# Is a yellow solution from nitric a specific indication?



## Ragnor (May 29, 2017)

I conducted a test on a 1 gram ore sample today in a 25ml beaker using just enough 68%nitric to cover the sample and further diluted that solution with an equal volume of water. A nice slow dissolution (safety conscious). 

Again I get a yellow solution which turns to a rusty orange at higher concentrations. 

I have started doing some reading, but have not run across the answers yet as to what colors mean what metals. 

Is the yellow reaction specific to a certain metal? That last batch that started off like this did test positive for platinum (stannous test) after it was fully reacted.


----------



## 4metals (May 29, 2017)

Unfortunately simply color change rarely can pin down a specific metal, especially yellow.


----------



## Ragnor (May 29, 2017)

Thank you for the response. 


I'm going to add this image. Can anyone confirm that this is a positive result for platinum using stannous test? 
This is the result from the solution I made made today. I have not yet added any hcl or salt.
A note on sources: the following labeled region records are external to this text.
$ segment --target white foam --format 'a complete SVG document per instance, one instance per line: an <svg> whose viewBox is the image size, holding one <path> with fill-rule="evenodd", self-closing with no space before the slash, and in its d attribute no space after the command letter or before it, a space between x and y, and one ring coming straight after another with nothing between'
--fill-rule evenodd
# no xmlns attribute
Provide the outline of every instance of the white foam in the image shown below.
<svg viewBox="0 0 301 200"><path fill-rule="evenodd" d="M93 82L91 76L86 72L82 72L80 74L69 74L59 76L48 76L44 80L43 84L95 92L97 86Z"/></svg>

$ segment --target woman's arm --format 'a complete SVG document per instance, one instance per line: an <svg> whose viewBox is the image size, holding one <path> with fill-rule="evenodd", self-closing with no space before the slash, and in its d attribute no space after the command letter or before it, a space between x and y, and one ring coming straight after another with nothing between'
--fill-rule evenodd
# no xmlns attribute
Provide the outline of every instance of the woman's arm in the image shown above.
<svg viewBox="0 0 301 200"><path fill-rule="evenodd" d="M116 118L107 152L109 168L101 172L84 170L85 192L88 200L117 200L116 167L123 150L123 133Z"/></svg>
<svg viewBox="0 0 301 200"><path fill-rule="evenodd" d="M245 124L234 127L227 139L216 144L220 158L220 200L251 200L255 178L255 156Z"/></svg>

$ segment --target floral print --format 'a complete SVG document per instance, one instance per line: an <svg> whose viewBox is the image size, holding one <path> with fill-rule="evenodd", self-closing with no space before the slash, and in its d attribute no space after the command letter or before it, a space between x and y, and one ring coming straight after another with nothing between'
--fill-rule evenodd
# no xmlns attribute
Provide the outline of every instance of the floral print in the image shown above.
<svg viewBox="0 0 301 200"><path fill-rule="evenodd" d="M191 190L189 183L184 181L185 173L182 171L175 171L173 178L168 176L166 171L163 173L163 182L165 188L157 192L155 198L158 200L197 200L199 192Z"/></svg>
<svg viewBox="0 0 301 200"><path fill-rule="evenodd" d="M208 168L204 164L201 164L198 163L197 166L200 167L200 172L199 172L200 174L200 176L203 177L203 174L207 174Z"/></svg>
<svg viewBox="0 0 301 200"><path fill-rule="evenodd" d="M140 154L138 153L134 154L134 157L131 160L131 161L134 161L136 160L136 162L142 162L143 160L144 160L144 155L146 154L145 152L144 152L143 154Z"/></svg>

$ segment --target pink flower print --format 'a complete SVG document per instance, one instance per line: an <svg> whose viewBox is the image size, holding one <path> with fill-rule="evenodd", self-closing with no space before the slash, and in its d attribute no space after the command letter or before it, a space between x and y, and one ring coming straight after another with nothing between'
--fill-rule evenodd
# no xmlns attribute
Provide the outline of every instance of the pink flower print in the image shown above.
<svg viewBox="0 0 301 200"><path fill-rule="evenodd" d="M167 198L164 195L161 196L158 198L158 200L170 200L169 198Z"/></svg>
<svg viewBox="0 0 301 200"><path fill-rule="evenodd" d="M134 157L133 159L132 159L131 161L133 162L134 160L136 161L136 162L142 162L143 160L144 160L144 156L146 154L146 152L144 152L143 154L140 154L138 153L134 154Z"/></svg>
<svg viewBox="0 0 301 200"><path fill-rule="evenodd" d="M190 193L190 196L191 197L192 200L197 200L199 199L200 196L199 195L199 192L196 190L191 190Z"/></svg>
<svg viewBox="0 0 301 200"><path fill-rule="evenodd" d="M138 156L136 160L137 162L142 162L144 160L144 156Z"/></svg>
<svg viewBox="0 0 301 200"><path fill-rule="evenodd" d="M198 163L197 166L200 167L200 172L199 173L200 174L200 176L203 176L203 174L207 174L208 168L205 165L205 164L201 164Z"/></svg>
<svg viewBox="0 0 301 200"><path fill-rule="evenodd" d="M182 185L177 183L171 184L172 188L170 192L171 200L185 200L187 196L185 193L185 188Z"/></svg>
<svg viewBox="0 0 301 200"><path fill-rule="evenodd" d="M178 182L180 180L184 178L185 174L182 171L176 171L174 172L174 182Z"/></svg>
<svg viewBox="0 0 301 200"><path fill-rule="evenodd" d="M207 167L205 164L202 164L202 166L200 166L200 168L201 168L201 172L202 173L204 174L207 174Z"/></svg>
Also I was wrong, it's a 50ml beaker


----------



## g_axelsson (May 29, 2017)

Check this thread.
http://goldrefiningforum.com/phpBB3/viewtopic.php?f=41&t=5271&p=45030#p45030

Göran


----------



## Lino1406 (May 29, 2017)

Platinum will not dissolve in nitric acid


----------



## Platdigger (May 29, 2017)

Except, with enough silver.


----------



## Ragnor (May 29, 2017)

Ag, Au, Pt is a very high probability for this material.




"I don't know Herman, that looks like pyrite to me", I said. "That's the gold!" the old man snapped back at me angrily.....


----------



## Ragnor (May 30, 2017)

This is the result after adding 1/4 tsp. of table salt to the mix.


----------